BILL FAY: That's right; his dad had them before the reissues that you mentioned. I mean, I'd been deleted for 27 years up to that point. You get used to home recording when you've been deleted for 27 years. Like I said to a recent music magazine — I think it's been referred to as a comeback album — you can't make a comeback album unless you arrive in the first place. I'm getting a little bit worried that I'm coming close to arriving.

One song that stands out for me is "City of Dreams," which tells the tale of a street sweeper. Who is he?

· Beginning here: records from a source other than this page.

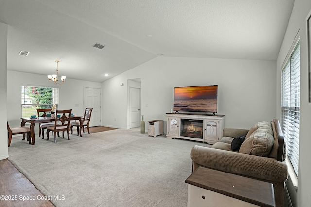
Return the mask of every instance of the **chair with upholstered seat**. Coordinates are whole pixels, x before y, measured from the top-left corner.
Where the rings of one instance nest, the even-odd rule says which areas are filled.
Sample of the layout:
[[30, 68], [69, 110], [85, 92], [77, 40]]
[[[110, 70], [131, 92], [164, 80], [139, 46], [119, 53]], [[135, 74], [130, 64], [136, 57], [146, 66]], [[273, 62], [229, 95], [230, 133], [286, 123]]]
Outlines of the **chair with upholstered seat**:
[[71, 134], [72, 134], [72, 128], [74, 126], [77, 127], [77, 131], [78, 132], [77, 135], [79, 135], [79, 129], [80, 129], [80, 136], [82, 137], [81, 135], [81, 129], [83, 130], [83, 132], [84, 132], [84, 127], [86, 126], [87, 128], [87, 132], [88, 132], [88, 134], [89, 134], [89, 121], [91, 120], [91, 115], [92, 114], [92, 110], [93, 108], [86, 108], [86, 110], [84, 111], [84, 116], [83, 116], [83, 118], [81, 119], [81, 121], [75, 121], [71, 122]]
[[14, 127], [10, 128], [9, 126], [9, 123], [7, 121], [8, 125], [8, 131], [9, 134], [8, 135], [8, 147], [11, 145], [11, 141], [12, 141], [12, 136], [13, 135], [21, 134], [23, 135], [23, 139], [22, 140], [25, 140], [25, 135], [27, 135], [27, 141], [29, 144], [31, 144], [31, 135], [30, 134], [30, 128], [27, 126], [21, 126], [19, 127]]
[[70, 130], [70, 120], [72, 109], [56, 110], [55, 114], [55, 123], [52, 126], [47, 127], [47, 140], [49, 140], [49, 133], [54, 132], [54, 141], [56, 143], [56, 132], [63, 132], [63, 138], [64, 138], [65, 132], [67, 132], [68, 140], [69, 140], [69, 134]]
[[[37, 112], [38, 113], [38, 117], [46, 117], [47, 112], [51, 112], [52, 109], [51, 108], [37, 108]], [[47, 128], [48, 126], [52, 126], [54, 124], [52, 123], [52, 121], [51, 123], [39, 123], [39, 137], [41, 137], [41, 132], [42, 133], [42, 138], [44, 138], [44, 130]]]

That's a 15-year-old song, first off. In one sense, the street sweeper is myself. The street sweeper is kind of looking up at the sky, the clouds, seeing through the city of dreams. He's looking for something more real and he's looking for a change. So, I'm kind of identifying with the street sweeper in this song.

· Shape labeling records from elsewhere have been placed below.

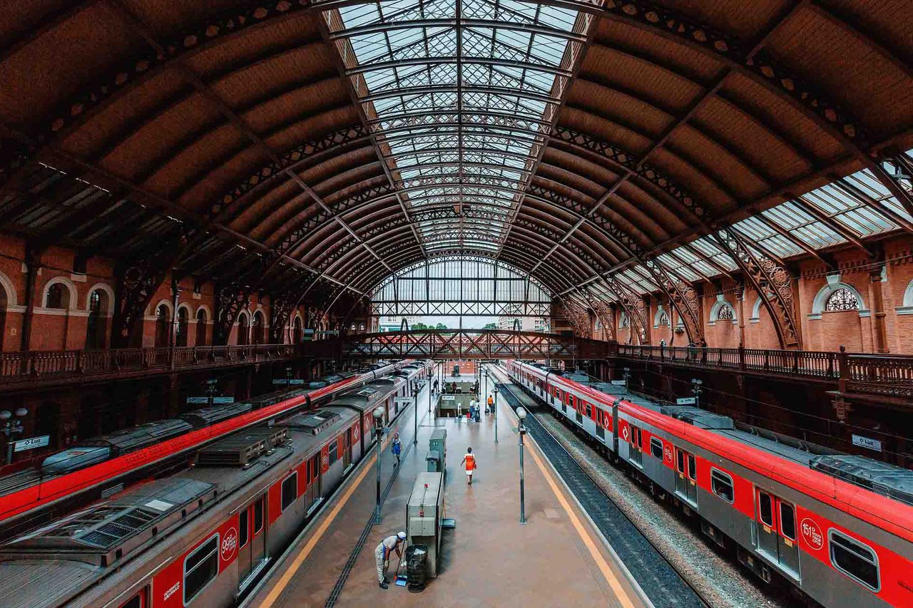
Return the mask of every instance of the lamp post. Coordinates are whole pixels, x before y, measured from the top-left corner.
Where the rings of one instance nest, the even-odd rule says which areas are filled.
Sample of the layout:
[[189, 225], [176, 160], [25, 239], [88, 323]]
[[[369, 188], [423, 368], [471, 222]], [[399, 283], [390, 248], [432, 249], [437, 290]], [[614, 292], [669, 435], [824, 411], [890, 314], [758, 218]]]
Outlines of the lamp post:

You have a listener in your young producer, who knew who you were because he heard your music when he was a kid. But, there's a whole generation of listeners out there who don't know about you. This music is aimed at them — how do you think they'll like it?

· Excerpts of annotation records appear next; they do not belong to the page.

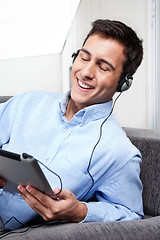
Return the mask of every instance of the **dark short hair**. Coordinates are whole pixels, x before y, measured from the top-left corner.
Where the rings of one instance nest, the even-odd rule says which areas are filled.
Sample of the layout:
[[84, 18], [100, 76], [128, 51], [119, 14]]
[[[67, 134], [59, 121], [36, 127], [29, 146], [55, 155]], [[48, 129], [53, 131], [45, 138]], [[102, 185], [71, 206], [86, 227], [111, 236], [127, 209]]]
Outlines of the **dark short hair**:
[[133, 75], [143, 59], [142, 40], [138, 38], [135, 31], [120, 21], [98, 19], [92, 23], [92, 29], [83, 45], [90, 36], [96, 34], [106, 39], [115, 39], [124, 46], [126, 61], [123, 65], [122, 75], [127, 73]]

I don't look at it like that. Your aim is to kind of fulfill the song and how it feels to you. I think Joshua would agree that we were aiming to produce an album that we really felt for. We are only listeners anyways ... if we feel for it, then chances are someone else will feel for it. That's the power of music, isn't it? What will happen to it — I can't really reach that, Linda. I don't kind of think like that. I'm a bit taken back by even sitting here talking to you.

Let's talk about the "Cosmic Concerto," which is on the Life Is People recording. What's the story that you're telling here?

When I was on holidays with my dad as a kid, we'd sit in seaside cafes and he'd watch people walking by. ... He was astonished at it and he would say, 'Life is people.' That was quite emotional for me, to sort of have him on board so to speak on his own view on life.

Are you ready to get back into it — touring, promotion, record contracts, all of the stuff that goes along with a new record these days?

[Laughing] No, I should just go back to what I've always done — go back to the pile of songs in progress and, just quietly in the corner of the room, work on songs.